To the Editor: Capgras syndrome (CS) was first described in 19231 and is characterized by the belief that someone, often a close relative, has been replaced by an imposter. Although initially reported in schizophrenia, a substantial proportion of cases are related to neurologic pathology, noted almost invariably in the right hemisphere.2 We present a patient who developed CS in the context of a left-hemisphere traumatic brain injury (TBI).
A 72-year-old, right-handed man with no previous psychiatric or cognitive problems suffered a motorcycle accident resulting in intraparenchymal, subdural, and subarachnoid hemorrhages. He had a difficult hospitalization but ultimately returned home. Neuropsychiatric sequelae reportedly included memory and executive impairment and paranoia, the latter responding well to quetiapine. CT scan showed encephalomalacia limited to the left inferior frontal lobe.
About 2 months after discharge, he was seen in our clinic. His wife reported his having discontinued his quetiapine 1 month earlier because of worries about potential side effects. Since that time, she reported paranoid ideation about neighbors stealing from him, but also episodes of his misidentifying her as someone impersonating his wife in order to steal. During these episodes, the patient would become agitated, but would generally respond to reassurance. He was oriented to person and place but not to date, and denied the episodes of misidentification. He often perseverated about his sailing experience in the Navy.
Over the next 5 months, the episodes of misidentification continued; his wife ultimately agreed to a trial of risperidone, but he again quickly stopped the medication because of worries about potential side effect. At the last visit, she reported the episodes of misidentification as gradually decreasing and responding better to reassurance. She declined any further medication trials.
CS has been reported frequently in neurodegenerative diseases, stroke, and TBI, and the right hemisphere has generally been implicated in its genesis.2 Our patient's injury, however, was to the left frontal lobe, and it is difficult to reconcile this with previously reported cases. Several potential explanations come to mind. Although neuroimaging showed encephalomalacia limited exclusively to the left frontal lobe, there may conceivably have been a covert right-hemisphere contre-coup injury, as well; possibly, an MRI scan would have been helpful.

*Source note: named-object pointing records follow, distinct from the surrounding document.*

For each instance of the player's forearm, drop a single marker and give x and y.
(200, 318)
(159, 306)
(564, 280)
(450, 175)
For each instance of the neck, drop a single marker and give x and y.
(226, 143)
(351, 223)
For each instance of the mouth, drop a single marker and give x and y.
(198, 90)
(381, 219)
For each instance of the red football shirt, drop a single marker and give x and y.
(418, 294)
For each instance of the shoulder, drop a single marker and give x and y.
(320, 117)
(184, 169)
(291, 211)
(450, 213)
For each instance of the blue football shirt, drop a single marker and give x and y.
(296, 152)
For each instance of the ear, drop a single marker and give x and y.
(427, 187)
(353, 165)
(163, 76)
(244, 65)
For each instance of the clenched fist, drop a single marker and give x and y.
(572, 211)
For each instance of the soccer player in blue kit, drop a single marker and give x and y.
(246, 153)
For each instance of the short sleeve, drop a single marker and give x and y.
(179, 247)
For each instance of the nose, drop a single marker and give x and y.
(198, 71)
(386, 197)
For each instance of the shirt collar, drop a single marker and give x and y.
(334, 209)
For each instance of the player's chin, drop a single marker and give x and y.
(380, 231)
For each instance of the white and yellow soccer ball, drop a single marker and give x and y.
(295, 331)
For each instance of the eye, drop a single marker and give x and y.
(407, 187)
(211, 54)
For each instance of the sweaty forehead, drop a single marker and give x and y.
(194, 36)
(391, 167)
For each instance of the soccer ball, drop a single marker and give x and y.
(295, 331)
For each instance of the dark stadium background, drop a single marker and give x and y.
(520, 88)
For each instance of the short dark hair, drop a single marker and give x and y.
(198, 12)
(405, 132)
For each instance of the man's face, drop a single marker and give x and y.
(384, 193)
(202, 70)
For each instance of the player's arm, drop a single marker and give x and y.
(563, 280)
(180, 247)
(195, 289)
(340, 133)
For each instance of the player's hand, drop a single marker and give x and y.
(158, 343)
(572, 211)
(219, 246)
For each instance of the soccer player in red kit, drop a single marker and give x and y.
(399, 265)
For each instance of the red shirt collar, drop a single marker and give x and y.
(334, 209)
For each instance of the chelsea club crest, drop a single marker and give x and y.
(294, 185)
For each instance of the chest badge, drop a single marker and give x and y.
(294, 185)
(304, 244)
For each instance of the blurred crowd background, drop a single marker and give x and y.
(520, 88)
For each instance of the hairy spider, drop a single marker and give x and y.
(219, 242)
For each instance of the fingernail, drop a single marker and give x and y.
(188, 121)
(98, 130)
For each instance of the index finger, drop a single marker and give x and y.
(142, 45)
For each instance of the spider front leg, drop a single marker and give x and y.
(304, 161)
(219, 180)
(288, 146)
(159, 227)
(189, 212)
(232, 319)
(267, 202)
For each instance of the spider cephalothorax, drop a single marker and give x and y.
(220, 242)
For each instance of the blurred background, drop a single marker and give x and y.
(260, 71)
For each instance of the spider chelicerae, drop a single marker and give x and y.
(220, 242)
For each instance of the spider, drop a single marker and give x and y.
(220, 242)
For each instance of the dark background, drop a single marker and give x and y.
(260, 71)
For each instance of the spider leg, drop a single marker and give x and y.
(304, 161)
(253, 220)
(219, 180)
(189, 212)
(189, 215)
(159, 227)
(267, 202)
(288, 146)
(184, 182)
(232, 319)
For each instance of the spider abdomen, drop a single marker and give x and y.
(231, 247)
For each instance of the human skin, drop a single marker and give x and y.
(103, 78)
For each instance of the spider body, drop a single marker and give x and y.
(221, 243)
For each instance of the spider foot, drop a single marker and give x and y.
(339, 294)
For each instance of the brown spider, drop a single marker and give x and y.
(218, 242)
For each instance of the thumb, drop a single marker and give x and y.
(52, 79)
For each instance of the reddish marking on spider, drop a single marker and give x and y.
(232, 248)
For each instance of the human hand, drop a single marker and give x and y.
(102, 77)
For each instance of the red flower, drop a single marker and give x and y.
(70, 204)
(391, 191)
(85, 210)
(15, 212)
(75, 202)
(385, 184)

Alternatively, Joseph3 has hypothesized that CS and other misidentification syndromes may arise from a disconnection between right and left cortical areas that decode afferent sensory information. Finally, seizure disorders are common complications of TBI and may be associated with delusions and other psychiatric symptoms,4 although an association between CS and seizures has not been suggested. Unfortunately, no EEG was performed. Our patient's CS seemed to improve at least modestly with time; it is not clear what his course would have been with consistent antipsychotic treatment.
Our understanding of the neuropathology of CS remains limited. This case suggests that CS after left hemisphere damage may occasionally occur, although potential mechanisms are elusive.
This work was presented at the American Neuropsychiatric Association annual meeting in Tampa, FL, March 2010.